Research output: Contribution to journalArticlepeer-review


Fauxtography is a category of multi-modal posts that spread misleading information on various big data online social platforms that generate billions of posts on a daily basis. A fauxtography post usually consists of an image, a text description and comments from its readers. In this paper, we focus on explaining fauxtography posts by identifying what specific component and why that component of a post leads to the fauxtography. Two critical challenges exist in solving our problem: i) it is difficult to accurately identify the guilty component of a fauxtography post given the fact that different components of the post and their associations could all lead to the fauxtography; ii) it is expensive and time-consuming to obtain a good training set with fine-grained labels of fauxtography posts in terms of explainability, making it challenging to develop fully supervised explainable solutions.

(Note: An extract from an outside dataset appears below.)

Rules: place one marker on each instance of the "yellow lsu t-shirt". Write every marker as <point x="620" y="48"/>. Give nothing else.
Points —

To address the above challenges, we develop a Duo Explainable Fauxtography Detection Framework under a Constrained Supervision (DExFC) to generate duo explanations from both content and comment parts of fauxtography posts. The results show that DExFC not only detects the fauxtography posts more accurately than the state-of-the-art solutions but also provides well-justified explanations to its results without the full supervision.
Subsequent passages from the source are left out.